February 06, 2022

Grave cleaner-turned-TikTok star

Russian language major and software educator Caitlin Abrams’08 has become a TikTok star for creating videos that investigate the life (and death) of everyday people — all while cleaning their gravestones. Abrams reflects on how she got here.

  • Caitlin Abrams’08 uses D2, a non-toxic biocide, to clean gravestones.
    Elodie Reed/Vermont Public Radio

Caitlin Abrams’08 has always enjoyed visiting old cemeteries. Thanks to video platform TikTok, she’s able to share her passion for historic cemeteries with the world. Under the handle Manic Pixie Mom, she posts videos where she talks about the lives (and often untimely deaths) of those buried under the 18th- and 19th-century gravestones she cleans. Her short videos rack up tens to hundreds of thousands of views from her 1.8 million followers.

Born and raised in New England, Abrams moved to Vermont in 2014 and soon developed the habit of visiting local cemeteries in her free time. She spent a few years researching the deceased and sharing gravestone symbolism knowledge with a few Facebook friends and Instagram followers — a process she says “lit up every part of my brain.”

In the pandemic’s early months, Abrams became a volunteer for Find A Grave, a public database owned by Ancestry.com that allows users anywhere in the country to search for gravestone photos. An Iowa woman requested photos of her relative’s grave in Vermont, but Abrams found the stone covered in lichen and almost illegible. She spent the next several months learning how to clean the stone without harming it or the environment, with permission from the cemetery. She learned that spraying the stones with D2, a non-toxic biocide, reveals their original state and color.

She published her first few grave-cleaning videos in 2020, but between work and child care, couldn’t dedicate much time to it until this past summer. The TikTok videos took off, in spite of her initial hesitation to use the platform.

Abrams, who has taught software programs to companies and universities since graduating from Beloit, gave in.

“I’m 35 and I really didn’t want to invade the space of the youths and their dancing and fun,” she says. “Then I was like, why not? I think I can speak well and I know how to teach. It felt a lot more natural to me than Instagram, where I was constantly trying to frantically type out this story. It’s easier if I can talk. I found that TikTok was the perfect medium for it.”

A Russian language major and journalism minor, Abrams’ gift for oratory was evident in and out of the classroom. Her fascination with Russian language, culture, and history — and her Russian “mom” and professor Olga Ogurtsova — convinced her to study abroad there, even as the country was in an economic depression and her future husband was fighting in Iraq.

“I think that the experience studying abroad in Moscow was very formative in learning that you’re not as worldly as you think you are when you’re 21,” Abrams explains. “We were pretty much on our own for food, where we were going to go, what we were going to do.”

What were the top sites on her list? Not surprisingly, the resting place of Vladimir Lenin in Red Square and Novodevichy Cemetery, where thousands of famous Russians were buried, from former Premier Nikita Khrushchev to playwright Anton Chekhov. She laughs as she remembers visiting Stalin’s wife’s grave, which read something like, “To a member of the Communist party, from Stalin.”
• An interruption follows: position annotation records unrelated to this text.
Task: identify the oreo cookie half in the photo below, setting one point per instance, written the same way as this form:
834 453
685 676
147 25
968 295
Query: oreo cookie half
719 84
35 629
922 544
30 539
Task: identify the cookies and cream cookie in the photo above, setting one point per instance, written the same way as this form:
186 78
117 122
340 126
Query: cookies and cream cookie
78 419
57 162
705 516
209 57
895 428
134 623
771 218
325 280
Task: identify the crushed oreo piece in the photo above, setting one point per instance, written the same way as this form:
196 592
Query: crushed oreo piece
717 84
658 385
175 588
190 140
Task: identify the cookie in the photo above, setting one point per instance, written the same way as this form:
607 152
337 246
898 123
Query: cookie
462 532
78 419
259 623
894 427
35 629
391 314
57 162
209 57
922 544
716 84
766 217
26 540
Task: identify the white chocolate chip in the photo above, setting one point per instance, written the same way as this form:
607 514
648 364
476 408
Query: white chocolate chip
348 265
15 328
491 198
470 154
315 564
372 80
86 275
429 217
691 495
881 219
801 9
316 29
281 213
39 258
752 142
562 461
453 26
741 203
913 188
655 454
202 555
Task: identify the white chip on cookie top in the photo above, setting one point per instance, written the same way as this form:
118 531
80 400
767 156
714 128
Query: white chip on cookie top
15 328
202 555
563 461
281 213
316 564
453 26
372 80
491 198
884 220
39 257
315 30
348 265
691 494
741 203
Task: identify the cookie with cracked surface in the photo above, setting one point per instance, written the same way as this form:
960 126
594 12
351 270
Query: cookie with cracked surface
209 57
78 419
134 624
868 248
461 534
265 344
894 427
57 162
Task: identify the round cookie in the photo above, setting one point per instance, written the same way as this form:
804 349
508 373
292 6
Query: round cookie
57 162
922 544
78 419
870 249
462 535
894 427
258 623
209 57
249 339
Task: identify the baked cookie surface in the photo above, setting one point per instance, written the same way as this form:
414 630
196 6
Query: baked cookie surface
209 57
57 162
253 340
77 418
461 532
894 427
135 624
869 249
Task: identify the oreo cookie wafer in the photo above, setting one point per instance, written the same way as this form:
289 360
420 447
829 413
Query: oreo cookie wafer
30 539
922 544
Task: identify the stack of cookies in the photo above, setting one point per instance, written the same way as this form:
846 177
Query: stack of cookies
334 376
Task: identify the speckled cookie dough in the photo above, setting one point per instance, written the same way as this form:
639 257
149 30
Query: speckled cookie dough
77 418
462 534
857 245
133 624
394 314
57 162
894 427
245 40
Nearly 15 years after graduating, Abrams has kept up with the language and hopes to visit Russia again someday — when she isn’t juggling her current full-time job with her TikTok side hustle and motherhood. For now, she’s just excited to continue making others excited about history.

“I’m going to keep sharing this stuff, even if it’s only three people looking at it,” she says. “It’s a real passion project for me and something that I feel really strongly about — bringing history to life in a way that people haven’t experienced. I really like that I’m hitting younger people now because I think it’s important for [them] to start taking up this mantle of maintaining, examining, and understanding our history. I’d like to think that this helps.”